Not So Stiff Penalties
The penalty situation at OSHA is not as bad as it used to be. Changes made during the Obama administration, including 2015 legislation that extended inflation adjustments to workplace safety fines, helped raise penalty rates. The maximum for a serious violation is $13,653 and the maximum for a willful or repeated violation is $136,532.
These maximum amounts do not tell the full story. As the Death on the Job report points out, the average penalty for a serious violation in fiscal year 2019 was only $3,717. The average for willful violations was $59,373 and for repeat violations, it was $14,109. Even in cases involving fatalities, the median penalty was just $9,282.

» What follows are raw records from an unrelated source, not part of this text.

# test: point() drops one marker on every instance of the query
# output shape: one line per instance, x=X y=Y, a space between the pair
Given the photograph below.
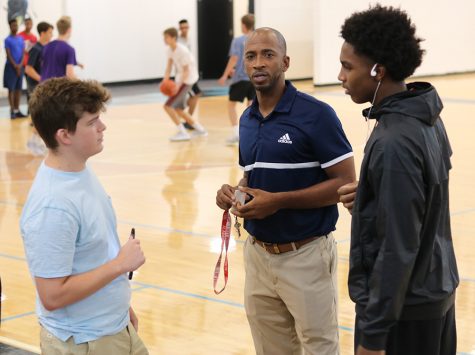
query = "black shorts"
x=195 y=90
x=241 y=90
x=11 y=81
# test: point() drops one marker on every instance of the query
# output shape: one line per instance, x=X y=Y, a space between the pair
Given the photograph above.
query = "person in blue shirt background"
x=295 y=156
x=241 y=88
x=13 y=72
x=69 y=230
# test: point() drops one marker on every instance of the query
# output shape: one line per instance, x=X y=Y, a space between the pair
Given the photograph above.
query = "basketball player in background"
x=186 y=75
x=195 y=92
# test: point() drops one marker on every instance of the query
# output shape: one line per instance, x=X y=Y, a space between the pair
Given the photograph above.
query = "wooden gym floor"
x=167 y=192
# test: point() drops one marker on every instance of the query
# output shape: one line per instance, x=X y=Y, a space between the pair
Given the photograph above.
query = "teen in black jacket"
x=403 y=272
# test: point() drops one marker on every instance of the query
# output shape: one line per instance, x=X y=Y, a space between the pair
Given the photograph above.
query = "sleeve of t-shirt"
x=329 y=140
x=50 y=242
x=7 y=44
x=34 y=57
x=71 y=57
x=241 y=161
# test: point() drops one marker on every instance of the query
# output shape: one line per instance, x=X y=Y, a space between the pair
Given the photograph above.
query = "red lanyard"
x=225 y=236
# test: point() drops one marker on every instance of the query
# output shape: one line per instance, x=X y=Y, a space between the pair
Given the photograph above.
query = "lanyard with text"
x=225 y=236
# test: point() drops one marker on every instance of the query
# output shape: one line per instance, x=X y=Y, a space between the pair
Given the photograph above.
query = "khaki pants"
x=291 y=298
x=126 y=342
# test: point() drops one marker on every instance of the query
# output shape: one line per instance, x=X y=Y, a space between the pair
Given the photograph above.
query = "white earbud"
x=373 y=71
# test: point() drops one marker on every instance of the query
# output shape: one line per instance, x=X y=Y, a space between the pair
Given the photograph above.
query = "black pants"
x=421 y=337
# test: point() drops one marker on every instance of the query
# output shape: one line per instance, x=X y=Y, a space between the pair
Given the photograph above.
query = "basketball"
x=167 y=87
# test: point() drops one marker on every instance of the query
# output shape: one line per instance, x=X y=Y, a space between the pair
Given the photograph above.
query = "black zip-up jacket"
x=402 y=261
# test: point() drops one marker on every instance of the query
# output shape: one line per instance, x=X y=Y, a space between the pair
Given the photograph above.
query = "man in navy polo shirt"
x=295 y=156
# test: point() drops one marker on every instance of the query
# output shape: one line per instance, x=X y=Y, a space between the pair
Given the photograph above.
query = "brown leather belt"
x=273 y=248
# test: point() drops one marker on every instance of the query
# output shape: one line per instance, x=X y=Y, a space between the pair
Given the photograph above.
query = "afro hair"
x=387 y=36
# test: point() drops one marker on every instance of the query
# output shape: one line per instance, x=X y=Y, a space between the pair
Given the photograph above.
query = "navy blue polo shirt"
x=287 y=151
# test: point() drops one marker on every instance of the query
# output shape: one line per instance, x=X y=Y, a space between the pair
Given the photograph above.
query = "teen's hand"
x=131 y=256
x=225 y=197
x=262 y=204
x=347 y=195
x=134 y=319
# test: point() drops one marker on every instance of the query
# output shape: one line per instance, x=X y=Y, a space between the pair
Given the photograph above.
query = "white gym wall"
x=121 y=40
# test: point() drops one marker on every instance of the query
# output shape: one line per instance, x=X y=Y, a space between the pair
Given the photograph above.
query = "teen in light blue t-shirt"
x=69 y=231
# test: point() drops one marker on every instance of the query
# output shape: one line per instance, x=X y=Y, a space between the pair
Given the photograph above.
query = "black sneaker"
x=188 y=126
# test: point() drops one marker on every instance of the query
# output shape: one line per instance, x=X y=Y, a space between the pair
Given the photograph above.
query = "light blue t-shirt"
x=237 y=49
x=16 y=45
x=68 y=227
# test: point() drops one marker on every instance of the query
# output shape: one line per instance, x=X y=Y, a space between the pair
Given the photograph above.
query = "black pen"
x=132 y=234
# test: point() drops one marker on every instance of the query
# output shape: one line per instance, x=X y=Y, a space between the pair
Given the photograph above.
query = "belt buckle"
x=273 y=248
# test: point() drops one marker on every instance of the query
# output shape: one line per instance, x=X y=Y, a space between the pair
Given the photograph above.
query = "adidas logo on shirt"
x=285 y=139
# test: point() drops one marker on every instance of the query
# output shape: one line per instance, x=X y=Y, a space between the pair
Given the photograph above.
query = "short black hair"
x=43 y=27
x=387 y=36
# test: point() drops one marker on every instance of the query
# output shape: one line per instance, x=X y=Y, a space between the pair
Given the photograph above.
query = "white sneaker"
x=199 y=132
x=180 y=136
x=233 y=140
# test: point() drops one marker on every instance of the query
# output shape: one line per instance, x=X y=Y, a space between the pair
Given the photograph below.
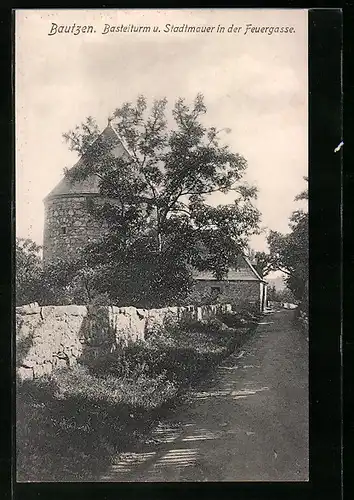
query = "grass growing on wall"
x=71 y=423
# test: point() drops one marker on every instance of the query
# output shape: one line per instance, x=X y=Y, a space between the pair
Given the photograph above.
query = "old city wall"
x=51 y=337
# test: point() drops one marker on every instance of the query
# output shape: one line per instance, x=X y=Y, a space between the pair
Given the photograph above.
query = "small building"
x=243 y=287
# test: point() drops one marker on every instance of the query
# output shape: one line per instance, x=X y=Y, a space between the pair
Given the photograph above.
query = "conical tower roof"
x=67 y=187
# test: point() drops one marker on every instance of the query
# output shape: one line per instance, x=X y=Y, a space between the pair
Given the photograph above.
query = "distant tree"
x=159 y=224
x=263 y=263
x=290 y=251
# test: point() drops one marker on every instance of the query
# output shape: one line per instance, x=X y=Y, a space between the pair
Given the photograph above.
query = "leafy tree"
x=264 y=263
x=158 y=224
x=290 y=251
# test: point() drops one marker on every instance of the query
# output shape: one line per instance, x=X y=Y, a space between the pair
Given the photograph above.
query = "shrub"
x=71 y=422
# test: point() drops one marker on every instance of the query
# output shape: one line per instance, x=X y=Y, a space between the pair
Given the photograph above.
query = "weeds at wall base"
x=71 y=424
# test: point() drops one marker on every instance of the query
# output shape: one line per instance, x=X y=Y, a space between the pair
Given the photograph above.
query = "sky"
x=253 y=83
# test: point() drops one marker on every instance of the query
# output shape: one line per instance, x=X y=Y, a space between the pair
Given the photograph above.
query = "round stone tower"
x=68 y=224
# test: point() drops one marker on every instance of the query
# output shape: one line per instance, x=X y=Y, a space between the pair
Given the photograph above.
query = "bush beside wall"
x=54 y=337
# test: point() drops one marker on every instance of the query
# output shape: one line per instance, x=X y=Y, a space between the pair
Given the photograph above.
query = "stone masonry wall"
x=51 y=337
x=68 y=227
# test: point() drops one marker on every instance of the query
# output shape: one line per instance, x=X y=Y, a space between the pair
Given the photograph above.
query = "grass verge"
x=71 y=424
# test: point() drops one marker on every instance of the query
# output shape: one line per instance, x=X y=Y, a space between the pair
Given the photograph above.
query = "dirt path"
x=248 y=423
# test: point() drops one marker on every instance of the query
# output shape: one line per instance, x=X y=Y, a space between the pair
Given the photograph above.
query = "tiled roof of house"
x=90 y=185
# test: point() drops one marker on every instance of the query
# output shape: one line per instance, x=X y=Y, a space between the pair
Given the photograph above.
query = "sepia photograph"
x=161 y=245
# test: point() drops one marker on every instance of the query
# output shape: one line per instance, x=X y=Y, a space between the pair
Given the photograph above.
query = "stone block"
x=25 y=373
x=33 y=308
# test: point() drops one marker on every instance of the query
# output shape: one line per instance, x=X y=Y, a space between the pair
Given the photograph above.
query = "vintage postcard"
x=161 y=245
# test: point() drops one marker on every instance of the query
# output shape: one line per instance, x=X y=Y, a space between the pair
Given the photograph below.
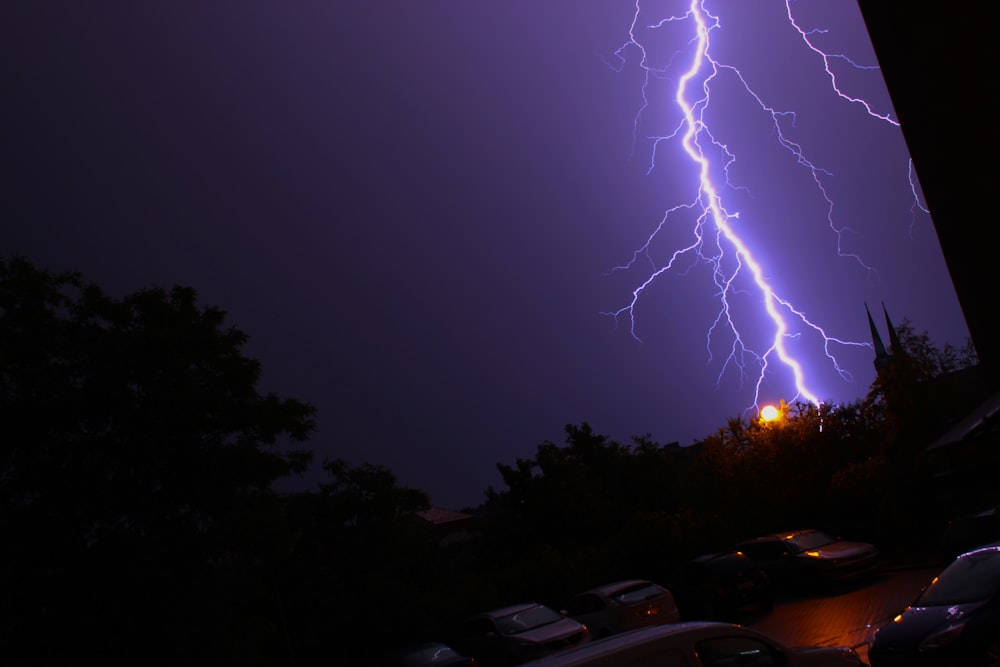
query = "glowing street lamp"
x=769 y=413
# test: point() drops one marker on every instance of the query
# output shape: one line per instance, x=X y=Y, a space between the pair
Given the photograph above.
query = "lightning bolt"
x=716 y=237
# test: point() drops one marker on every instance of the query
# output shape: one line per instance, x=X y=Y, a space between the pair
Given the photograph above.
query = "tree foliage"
x=136 y=463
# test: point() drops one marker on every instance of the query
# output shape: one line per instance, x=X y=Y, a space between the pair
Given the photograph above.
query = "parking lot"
x=848 y=614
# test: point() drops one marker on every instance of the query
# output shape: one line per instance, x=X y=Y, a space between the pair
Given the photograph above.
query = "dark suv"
x=720 y=586
x=807 y=557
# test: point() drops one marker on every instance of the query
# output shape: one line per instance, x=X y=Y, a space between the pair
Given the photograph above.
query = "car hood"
x=915 y=623
x=823 y=656
x=842 y=550
x=561 y=629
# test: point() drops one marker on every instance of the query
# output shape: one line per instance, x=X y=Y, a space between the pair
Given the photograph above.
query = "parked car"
x=623 y=605
x=428 y=654
x=954 y=621
x=517 y=633
x=698 y=644
x=719 y=586
x=805 y=557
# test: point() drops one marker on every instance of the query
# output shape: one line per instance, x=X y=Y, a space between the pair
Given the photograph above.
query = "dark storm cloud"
x=411 y=208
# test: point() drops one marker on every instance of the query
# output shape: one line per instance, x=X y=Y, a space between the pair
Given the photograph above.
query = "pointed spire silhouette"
x=882 y=357
x=894 y=345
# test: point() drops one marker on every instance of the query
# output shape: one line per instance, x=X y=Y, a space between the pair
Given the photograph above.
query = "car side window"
x=585 y=604
x=736 y=651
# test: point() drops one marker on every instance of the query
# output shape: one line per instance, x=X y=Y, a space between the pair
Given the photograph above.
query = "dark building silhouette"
x=939 y=65
x=883 y=359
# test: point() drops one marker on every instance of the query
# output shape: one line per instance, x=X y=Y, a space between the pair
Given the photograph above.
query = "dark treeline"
x=139 y=523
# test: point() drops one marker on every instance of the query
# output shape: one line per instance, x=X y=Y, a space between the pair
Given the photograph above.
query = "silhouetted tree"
x=366 y=573
x=135 y=470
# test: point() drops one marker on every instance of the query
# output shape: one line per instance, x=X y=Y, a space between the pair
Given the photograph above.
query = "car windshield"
x=969 y=578
x=637 y=593
x=811 y=540
x=525 y=620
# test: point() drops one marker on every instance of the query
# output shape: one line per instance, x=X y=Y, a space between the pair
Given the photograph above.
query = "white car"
x=623 y=605
x=698 y=644
x=515 y=634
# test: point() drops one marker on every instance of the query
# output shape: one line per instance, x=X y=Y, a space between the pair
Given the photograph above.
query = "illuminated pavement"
x=847 y=616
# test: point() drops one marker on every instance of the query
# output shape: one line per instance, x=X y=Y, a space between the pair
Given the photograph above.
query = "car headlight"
x=942 y=637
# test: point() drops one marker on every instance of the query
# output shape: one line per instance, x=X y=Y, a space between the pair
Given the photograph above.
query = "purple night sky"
x=414 y=207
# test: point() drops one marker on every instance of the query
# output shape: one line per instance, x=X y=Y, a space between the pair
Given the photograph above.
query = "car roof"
x=610 y=645
x=616 y=586
x=505 y=611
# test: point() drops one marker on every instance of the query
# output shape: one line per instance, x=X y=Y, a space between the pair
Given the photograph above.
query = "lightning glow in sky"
x=744 y=288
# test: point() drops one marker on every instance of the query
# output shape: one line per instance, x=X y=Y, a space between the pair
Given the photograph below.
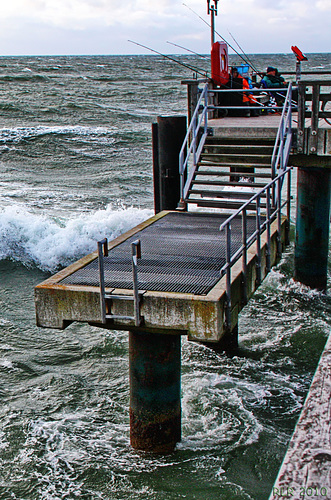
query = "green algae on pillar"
x=312 y=227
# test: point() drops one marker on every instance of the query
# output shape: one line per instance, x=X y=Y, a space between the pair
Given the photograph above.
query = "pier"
x=191 y=268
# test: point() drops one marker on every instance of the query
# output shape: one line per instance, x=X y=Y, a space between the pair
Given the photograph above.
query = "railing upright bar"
x=136 y=254
x=102 y=250
x=258 y=240
x=268 y=260
x=228 y=275
x=244 y=251
x=279 y=217
x=190 y=147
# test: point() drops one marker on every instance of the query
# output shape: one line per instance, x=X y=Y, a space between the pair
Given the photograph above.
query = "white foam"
x=34 y=239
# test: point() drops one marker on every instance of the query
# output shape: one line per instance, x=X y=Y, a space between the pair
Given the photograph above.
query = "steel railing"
x=104 y=296
x=198 y=130
x=262 y=223
x=193 y=143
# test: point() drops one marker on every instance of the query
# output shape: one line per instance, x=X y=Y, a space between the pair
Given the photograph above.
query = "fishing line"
x=202 y=19
x=198 y=71
x=248 y=59
x=192 y=51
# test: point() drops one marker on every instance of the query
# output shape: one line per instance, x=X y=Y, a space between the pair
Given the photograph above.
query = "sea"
x=75 y=167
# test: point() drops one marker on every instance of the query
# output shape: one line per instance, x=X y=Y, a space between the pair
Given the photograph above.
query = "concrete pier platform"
x=306 y=468
x=182 y=291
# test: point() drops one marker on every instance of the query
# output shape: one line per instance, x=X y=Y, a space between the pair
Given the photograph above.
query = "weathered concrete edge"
x=306 y=468
x=79 y=264
x=200 y=317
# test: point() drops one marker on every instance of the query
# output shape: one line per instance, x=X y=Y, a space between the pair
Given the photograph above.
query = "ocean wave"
x=26 y=77
x=18 y=134
x=36 y=240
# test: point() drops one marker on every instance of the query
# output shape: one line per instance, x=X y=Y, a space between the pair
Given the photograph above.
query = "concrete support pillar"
x=155 y=409
x=168 y=136
x=312 y=227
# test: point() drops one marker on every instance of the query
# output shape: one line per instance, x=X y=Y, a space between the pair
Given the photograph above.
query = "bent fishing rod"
x=189 y=50
x=198 y=71
x=222 y=38
x=248 y=59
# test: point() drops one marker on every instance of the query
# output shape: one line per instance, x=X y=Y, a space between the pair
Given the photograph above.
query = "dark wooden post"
x=168 y=137
x=155 y=409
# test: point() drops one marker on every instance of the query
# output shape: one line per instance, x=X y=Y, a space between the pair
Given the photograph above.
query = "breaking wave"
x=36 y=240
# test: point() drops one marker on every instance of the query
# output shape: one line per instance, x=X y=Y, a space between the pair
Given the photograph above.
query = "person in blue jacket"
x=273 y=79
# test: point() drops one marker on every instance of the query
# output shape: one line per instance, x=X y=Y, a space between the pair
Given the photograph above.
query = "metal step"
x=227 y=204
x=227 y=173
x=236 y=158
x=229 y=184
x=246 y=195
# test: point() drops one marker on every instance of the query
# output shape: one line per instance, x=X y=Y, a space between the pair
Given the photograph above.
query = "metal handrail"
x=283 y=142
x=308 y=137
x=273 y=212
x=135 y=298
x=195 y=140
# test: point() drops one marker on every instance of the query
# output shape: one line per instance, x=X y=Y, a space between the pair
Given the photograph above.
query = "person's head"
x=271 y=71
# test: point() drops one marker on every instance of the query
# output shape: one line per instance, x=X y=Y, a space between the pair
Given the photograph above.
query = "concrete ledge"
x=306 y=469
x=201 y=317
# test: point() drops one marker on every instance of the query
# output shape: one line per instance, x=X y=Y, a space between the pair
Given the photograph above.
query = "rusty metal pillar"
x=168 y=136
x=155 y=409
x=312 y=226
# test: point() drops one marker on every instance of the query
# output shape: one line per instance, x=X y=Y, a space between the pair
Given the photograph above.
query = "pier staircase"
x=230 y=171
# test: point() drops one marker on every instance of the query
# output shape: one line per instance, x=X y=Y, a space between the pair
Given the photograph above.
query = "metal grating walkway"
x=181 y=252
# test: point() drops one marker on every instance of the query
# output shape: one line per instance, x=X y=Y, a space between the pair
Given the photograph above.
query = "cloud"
x=104 y=26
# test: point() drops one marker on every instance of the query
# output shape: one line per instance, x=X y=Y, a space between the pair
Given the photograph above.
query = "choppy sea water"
x=75 y=166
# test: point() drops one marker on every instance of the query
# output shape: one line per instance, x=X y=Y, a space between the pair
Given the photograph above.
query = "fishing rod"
x=248 y=59
x=203 y=20
x=198 y=71
x=181 y=47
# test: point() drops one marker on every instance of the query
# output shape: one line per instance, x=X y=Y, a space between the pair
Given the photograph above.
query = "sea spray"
x=37 y=240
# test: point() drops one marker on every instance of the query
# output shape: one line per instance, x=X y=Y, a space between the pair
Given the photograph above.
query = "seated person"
x=236 y=81
x=273 y=79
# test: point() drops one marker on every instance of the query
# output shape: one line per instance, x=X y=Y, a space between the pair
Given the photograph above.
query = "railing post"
x=279 y=217
x=314 y=118
x=268 y=260
x=168 y=136
x=258 y=240
x=102 y=250
x=244 y=257
x=301 y=117
x=228 y=276
x=288 y=209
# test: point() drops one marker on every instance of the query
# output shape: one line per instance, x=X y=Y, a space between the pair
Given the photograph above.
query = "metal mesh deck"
x=181 y=252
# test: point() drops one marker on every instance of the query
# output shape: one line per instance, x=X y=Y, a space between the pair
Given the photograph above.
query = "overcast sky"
x=50 y=27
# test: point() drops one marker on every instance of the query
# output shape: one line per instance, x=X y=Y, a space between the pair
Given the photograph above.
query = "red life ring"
x=219 y=63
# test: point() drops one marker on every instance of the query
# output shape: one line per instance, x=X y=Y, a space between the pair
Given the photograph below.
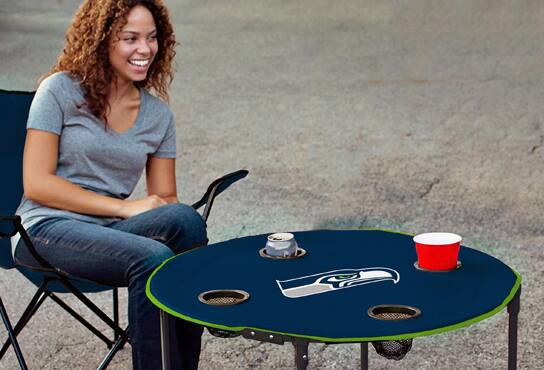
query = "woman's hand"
x=131 y=208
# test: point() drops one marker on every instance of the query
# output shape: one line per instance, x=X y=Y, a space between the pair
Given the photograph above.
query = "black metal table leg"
x=364 y=356
x=301 y=354
x=513 y=310
x=165 y=341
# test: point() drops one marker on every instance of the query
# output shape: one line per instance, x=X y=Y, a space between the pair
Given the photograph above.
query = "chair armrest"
x=18 y=228
x=217 y=187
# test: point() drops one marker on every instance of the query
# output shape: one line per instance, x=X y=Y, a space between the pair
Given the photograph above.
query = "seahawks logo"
x=334 y=280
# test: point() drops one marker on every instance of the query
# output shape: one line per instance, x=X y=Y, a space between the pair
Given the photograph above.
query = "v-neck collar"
x=138 y=117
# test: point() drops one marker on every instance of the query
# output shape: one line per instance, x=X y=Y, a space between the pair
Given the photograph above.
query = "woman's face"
x=132 y=48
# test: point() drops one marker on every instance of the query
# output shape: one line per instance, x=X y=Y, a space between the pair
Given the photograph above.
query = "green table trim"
x=443 y=329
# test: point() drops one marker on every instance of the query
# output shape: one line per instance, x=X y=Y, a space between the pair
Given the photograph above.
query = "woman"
x=92 y=129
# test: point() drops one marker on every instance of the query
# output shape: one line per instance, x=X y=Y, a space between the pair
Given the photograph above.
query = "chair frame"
x=52 y=274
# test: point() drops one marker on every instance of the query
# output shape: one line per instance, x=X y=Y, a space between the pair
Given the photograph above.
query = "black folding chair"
x=14 y=107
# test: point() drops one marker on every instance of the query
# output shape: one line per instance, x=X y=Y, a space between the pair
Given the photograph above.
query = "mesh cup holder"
x=299 y=253
x=393 y=349
x=223 y=298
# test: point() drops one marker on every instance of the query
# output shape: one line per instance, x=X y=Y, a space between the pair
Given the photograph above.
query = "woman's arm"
x=161 y=178
x=42 y=185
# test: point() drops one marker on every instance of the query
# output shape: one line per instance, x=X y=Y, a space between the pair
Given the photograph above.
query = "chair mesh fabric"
x=14 y=107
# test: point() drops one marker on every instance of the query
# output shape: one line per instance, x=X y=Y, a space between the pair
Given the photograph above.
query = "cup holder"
x=299 y=253
x=393 y=349
x=223 y=297
x=393 y=312
x=416 y=265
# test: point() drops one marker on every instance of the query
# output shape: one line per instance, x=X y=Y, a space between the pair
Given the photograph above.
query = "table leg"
x=364 y=356
x=513 y=310
x=301 y=354
x=165 y=340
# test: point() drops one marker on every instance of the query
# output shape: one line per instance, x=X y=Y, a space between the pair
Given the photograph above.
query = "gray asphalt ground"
x=408 y=115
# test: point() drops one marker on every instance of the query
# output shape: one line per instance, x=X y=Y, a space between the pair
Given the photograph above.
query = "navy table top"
x=325 y=294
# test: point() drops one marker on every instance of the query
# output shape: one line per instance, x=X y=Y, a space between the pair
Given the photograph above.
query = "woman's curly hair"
x=85 y=53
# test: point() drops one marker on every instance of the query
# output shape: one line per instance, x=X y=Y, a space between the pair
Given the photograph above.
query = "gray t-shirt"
x=90 y=155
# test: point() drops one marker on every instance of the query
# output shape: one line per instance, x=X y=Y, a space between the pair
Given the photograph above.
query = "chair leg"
x=115 y=312
x=119 y=343
x=12 y=337
x=97 y=311
x=78 y=317
x=32 y=307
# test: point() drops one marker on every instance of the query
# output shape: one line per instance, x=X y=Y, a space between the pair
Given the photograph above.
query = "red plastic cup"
x=437 y=251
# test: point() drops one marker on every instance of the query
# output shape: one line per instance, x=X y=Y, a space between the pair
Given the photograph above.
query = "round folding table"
x=328 y=294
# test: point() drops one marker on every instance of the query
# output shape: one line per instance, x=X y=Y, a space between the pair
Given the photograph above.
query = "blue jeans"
x=124 y=254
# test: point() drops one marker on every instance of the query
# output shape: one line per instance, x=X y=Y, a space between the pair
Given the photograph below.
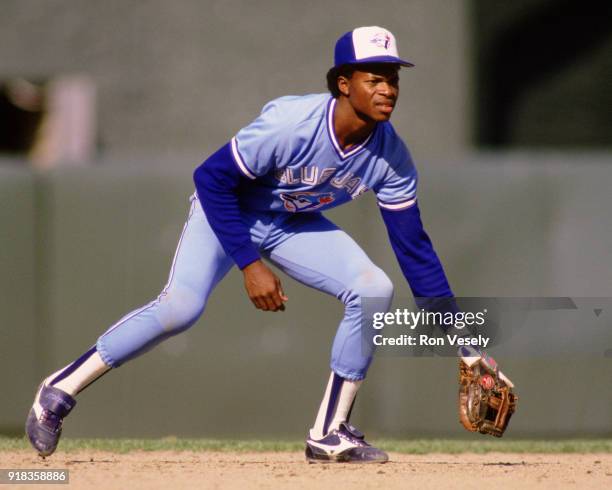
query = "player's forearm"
x=216 y=181
x=416 y=255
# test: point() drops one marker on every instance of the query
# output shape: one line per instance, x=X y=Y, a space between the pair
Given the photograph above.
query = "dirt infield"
x=165 y=469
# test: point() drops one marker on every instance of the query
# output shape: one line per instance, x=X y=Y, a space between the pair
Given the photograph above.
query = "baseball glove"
x=486 y=400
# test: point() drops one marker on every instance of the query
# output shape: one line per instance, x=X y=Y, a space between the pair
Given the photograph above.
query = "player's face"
x=373 y=93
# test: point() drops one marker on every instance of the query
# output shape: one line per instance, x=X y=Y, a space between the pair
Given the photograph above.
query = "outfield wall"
x=81 y=247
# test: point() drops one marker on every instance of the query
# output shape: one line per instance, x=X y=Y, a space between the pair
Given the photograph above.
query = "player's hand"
x=264 y=287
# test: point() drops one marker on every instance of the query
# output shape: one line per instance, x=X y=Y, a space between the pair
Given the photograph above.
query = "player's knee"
x=180 y=308
x=373 y=283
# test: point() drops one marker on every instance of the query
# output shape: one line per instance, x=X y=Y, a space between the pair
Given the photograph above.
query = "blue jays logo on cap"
x=371 y=44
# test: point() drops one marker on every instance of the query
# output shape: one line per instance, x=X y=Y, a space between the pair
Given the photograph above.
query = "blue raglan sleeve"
x=397 y=199
x=249 y=155
x=217 y=181
x=415 y=253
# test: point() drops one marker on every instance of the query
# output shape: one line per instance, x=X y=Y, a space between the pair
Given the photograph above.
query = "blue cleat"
x=44 y=423
x=344 y=445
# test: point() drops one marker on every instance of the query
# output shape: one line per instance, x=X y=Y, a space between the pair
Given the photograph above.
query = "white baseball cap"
x=371 y=44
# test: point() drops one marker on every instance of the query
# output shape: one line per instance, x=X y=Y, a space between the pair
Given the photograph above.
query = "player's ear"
x=343 y=85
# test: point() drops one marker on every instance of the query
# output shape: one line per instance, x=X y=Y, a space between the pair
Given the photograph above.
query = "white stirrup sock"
x=336 y=405
x=79 y=374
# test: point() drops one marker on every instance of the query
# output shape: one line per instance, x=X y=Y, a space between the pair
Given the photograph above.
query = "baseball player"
x=260 y=196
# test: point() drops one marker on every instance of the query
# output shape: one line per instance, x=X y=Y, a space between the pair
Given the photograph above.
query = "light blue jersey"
x=291 y=153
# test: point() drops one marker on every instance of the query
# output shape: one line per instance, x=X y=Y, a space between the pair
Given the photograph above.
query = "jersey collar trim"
x=331 y=106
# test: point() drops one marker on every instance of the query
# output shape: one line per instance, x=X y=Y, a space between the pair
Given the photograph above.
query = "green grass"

The cumulative effect of low OSHA penalties can be seen in the data in Violation Tracker, which only includes fines of $5,000 or more. OSHA accounts for 37 percent of the cases in the database but less than 1 percent of the total penalty dollars. Numbers such as these cause too many employers to conclude that their bottom line is best served by skimping on workplace safety and paying the meager fines that may or may not be imposed by OSHA.
The Biden infrastructure plan could begin to change that.